The extracellular matrix (ECM) is composed of fibrillar and non-fibrillar components. The two main groups of macromolecules that form ECM are fibrous proteins and glycosaminoglycans. The fibrous proteins can be grouped as (i) structural proteins, such as collagens and elastin, and (ii) adhesive proteins, which include fibronectin and laminin.

Collagen, the most abundant protein in the body is predominantly synthesized by fibroblasts; however, epithelial cells may also synthesize small amounts of collagen. The collagen super family includes over 20 different types of collagen with at least 38 distinct polypeptide chains. Of these types I, II, and III are the most abundant and are involved in the formation of fibrils. Type IV collagen forms a two-dimensional reticulum and is a major component of the basal lamina. All collagens contain noncollagenous domains, which perform functions that are distinct from those of the collagen domains. More recently, significant attention has been focused on endostatin, a fragment released from type XVIII collagen, which has been known to block angiogenesis and reduce tumor growth.

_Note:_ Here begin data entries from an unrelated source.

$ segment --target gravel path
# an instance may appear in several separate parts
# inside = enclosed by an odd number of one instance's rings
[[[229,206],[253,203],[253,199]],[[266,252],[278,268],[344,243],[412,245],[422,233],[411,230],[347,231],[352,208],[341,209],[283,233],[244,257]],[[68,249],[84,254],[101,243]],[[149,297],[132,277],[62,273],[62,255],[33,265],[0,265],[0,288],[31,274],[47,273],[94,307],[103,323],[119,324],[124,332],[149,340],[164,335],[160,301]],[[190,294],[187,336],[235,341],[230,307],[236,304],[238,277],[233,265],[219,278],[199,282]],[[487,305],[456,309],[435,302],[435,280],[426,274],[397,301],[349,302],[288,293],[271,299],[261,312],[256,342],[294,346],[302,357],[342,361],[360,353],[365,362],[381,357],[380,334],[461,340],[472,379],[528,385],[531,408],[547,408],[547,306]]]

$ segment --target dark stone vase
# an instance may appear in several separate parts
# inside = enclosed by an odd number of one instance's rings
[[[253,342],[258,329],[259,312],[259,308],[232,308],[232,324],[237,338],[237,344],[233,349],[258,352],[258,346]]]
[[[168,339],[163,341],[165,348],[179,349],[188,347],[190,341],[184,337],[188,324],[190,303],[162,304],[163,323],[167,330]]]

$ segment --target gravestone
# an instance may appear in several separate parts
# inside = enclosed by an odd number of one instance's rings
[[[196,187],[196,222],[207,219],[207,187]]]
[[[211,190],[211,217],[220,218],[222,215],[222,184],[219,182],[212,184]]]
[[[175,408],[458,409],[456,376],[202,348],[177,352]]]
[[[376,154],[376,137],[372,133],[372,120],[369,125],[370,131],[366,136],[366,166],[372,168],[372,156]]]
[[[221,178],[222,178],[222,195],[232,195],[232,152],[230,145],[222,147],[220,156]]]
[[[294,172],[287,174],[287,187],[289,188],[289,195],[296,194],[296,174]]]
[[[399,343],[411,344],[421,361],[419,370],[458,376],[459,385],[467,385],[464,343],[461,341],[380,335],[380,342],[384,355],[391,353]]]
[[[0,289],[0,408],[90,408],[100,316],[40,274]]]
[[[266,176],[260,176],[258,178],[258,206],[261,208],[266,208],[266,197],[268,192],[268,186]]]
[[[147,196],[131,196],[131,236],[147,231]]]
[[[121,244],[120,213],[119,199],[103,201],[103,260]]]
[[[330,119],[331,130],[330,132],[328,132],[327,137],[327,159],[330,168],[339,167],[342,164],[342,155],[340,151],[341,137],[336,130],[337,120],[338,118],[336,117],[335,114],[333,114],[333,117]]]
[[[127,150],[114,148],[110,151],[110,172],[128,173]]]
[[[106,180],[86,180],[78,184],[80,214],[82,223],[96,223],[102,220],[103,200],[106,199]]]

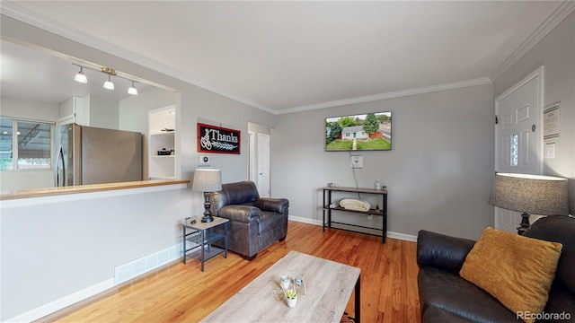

Collagens contain a Gly-X-Y repeating structure. The Glycine residue is necessary in every third position to ensure close packaging. Although any amino acid can be present at position X or Y, proline is more frequently found in the X position and hydroxyproline in the Y position. Due to their ring structure, both proline and hydroxyproline stabilize the helical conformation of polypeptide chains. This triplet of amino acids allows collagen chains to twist into a helical structure (a-helix) forming a super helix. Each collagen molecule contains 3 chains twisted around each other to form a triple helix. The 3 chains may either be identical or different depending on the type of collagen. After collagens are secreted in the form of pro-peptides, they are converted to collagen molecules by specific extracellular proteolytic enzymes. The collagens then assemble in the extracellular space to form collagen fibers. Collagen fibers strengthen and help in the organization of the matrix, while elastin fibers provide structural flexibility

Collagens are synthesized as longer precursor proteins called procollagens. Collagen fibers begin to assemble in the endoplasmic reticulum and Golgi complexes. Here the signal sequence is removed and specific proline and lysine residues are hydroxylated. Prolyl hydroxylase converts proline residues to hydroxyproline in the endoplasmic reticulum. Lysine residues in collagen are also frequently converted to hydroxylysines by lysyl hydroxylase. The OH groups of these modified amino acids help in stabilizing the collagen triple helix by forming hydrogen bonds between polypeptide chains. Following completion of this processing, procollagens are secreted into the extracellular space where extracellular enzymes remove the pro-domain. The collagen molecules then polymerize to form collagen fibrils. Oxidation of specific lysine residues by lysyl oxidase forms reactive aldehydes that are involved in the formation of specific cross-links between two chains. This process helps in stabilizing collagens in the fibril. In type IV collagen, found in basal lamina, the Gly-X-Y repeats are frequently interrupted by nonhelical sequences that allow greater flexibility than seen in fibril-forming collagens.

The critical role of collagens is evident from a wide spectrum of diseases resulting from hundreds of known mutations in 22 genes for 12 different collagen types. Defects in the synthesis and degradation of collagen and elastin contribute to a number of diseases. Some of the well-known collagen related diseases include osteogenesis imperfecta, many chondrodysplasias, some cases of osteoporosis, and several subtypes of the Ehlers-Danlos syndromes. The adhesive proteins assist cells to attach to the extracellular matrix. For example, fibronectin, a large dimeric glycoprotein, promotes the attachment of fibroblasts and other cells to the matrix in connective tissue. It interacts with a wide variety of proteins, including collagen, heparin, fibrin, gelatin, DNA and cell-surface receptors of integrins. Fibronectins can also regulate the shape of cells and organize cytoskeleton. Fibronectins bind extracellular matrix proteins through a tripeptide arginine-glycine-aspartic acid (RGD) sequence.

By facilitating the migration of immune cells to the site of injury fibronectins play an important role in wound healing. They bind to integrins on platelets via RGD domains and cause localization of platelets to the site of injury. They also bind to fibrin and assist in blood clotting. Other adhesive molecule, such as laminin, promote the attachment of epithelial cells to the basal lamina. Laminin is a hetrotrimer, consisting of A (400 kDa), B1 and B2 subunits (200 kDa each). Each subunit contains at least 12 repeats of EGF-like domains. The number of EGF repeats varies between different species. Laminin also stimulates spreading of many cell types and promotes the outgrowth of neurites in culture.